Probleem is echter dat er in de buurt twee eilanden liggen met dezelfde naam. Meest waarschijnlijk is het langgerekte eiland dat iets ten westen van Hirado ligt het juiste eiland. In september 1638 overleed assistent-koopman Daniel Reiniersz en ook hij werd, met alle eer, begraven op het eiland. Aan de drie graven werden er in 1640 nog twee toegevoegd. Op 14 januari van dat jaar werd Hans Andriesz er begraven, samen met de Japanse vrouw met wie hij was betrapt op overspel. Beiden werden daarvoor ter dood veroordeeld en begraven op het eiland. De vijf graven zullen niet voorzien zijn van grafkruizen. Wel blijkt uit een latere bron dat er graven van ‘blauwen arduyn ende diverse van ordinairie steen opgemetzelt’ waren.

Toenemende vervolging

De bouw van een nieuw, stenen pakhuis in 1638 luidde feitelijk het einde in van de handelspost in Hirado. In die jaren werden christenen steeds meer vervolgd in Japan, zeker nadat er een revolte tegen het bewind had plaatsgevonden. Het leek er ook op dat het de Portugezen verboden zou worden om nog langer naar Japan te komen. In 1640 werden 61 Portugezen onthoofd als voorbeeld van de Japanse bedoelingen. Eind 1640 bleek het in het pakhuis ingemetselde wapen van de VOC met het bouwjaar aanleiding te zijn voor de Japanners om de nieuwe gebouwen af te laten breken. Niet veel later kregen de Nederlanders te horen dat ook zij als christenen werden beschouwd en dat zij hun handel zouden moeten verplaatsen naar Nagasaki. In maart 1641 moesten ook de woonkwartieren afgebroken worden. Halverwege 1641 was er in Hirado weinig meer te vinden van de handelspost en het eerste schip van dat jaar dat op Japan voer, bracht zijn lading naar Nagasaki. Daar was aan de Nederlanders het kunstmatige eilandje Dejima toegewezen, de plek waar voorheen de Portugezen waren gevestigd.

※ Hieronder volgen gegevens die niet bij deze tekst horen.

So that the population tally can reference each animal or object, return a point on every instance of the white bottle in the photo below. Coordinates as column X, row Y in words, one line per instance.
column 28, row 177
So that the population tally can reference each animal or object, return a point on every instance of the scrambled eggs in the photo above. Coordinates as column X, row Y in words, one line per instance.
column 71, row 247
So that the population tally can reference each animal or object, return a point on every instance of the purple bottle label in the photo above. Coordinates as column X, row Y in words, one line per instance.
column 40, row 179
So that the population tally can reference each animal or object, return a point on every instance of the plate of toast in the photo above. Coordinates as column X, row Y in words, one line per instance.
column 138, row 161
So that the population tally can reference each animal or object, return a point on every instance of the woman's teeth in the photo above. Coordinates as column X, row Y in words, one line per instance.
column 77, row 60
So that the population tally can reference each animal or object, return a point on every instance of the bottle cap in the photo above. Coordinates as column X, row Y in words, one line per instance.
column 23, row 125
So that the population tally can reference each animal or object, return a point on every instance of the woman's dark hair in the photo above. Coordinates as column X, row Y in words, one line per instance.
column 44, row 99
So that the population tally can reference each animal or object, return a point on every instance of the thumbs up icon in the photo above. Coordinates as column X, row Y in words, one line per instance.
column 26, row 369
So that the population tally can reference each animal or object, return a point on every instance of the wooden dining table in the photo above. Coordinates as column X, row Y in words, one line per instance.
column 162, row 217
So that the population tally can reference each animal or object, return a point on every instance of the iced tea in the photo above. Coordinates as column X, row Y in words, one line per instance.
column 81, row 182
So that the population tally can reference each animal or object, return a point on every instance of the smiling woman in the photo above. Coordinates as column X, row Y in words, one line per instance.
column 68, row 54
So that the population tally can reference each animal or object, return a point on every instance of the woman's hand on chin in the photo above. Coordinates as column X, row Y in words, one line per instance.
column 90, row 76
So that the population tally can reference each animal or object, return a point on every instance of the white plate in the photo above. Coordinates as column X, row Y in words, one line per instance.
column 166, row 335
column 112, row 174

In het dagboek van het eerste opperhoofd van Dejima, Maximiliaan Le Maire, is te lezen hoe hij opdracht geeft aan de achterblijvers in Hirado om de gebouwen te slopen. Regelmatig komen er in Nagasaki dan platbodems uit Hirado aan met bouwmaterialen, puin en andere resten van de factorij en de woningen van de opperhoofden. Over de begraafplaats op Hirado wordt niet meer gesproken in de dagboeken. Op 9 maart 1642 noteert het opperhoofd Van Elseracq dat hij op zijn terugreis van Edo het eiland Yokoshima passeert. Hij merkt hierover op dat ze de graven, een van blauwe steen en verschillende (?) van gewone steen, alle in vernielde staat aantreffen. Waarschijnlijk is Van Elseracq niet aan land geweest omdat hij het heeft over ‘passeren’. De grafstenen zouden dan vanaf passerende schepen zichtbaar moeten zijn geweest. De locatie is verloren gegaan in de loop der jaren. Aan de zuidkant van het eiland is wel een aantal mogelijkheden en bovenop het eiland ligt een stapel stenen die mogelijk een graf bedekken. Maar wellicht is het enkel bedoeld als baken. Elders op het eiland zou een oranda bochi zijn gelegen, maar dat is door de bewoners verwijderd. Dit hoeft echter niet te wijzen op een Nederlands graf, omdat veel graven van buitenlanders oranda bochi, oftewel ‘buitenlandse begraafplaats’, werden genoemd.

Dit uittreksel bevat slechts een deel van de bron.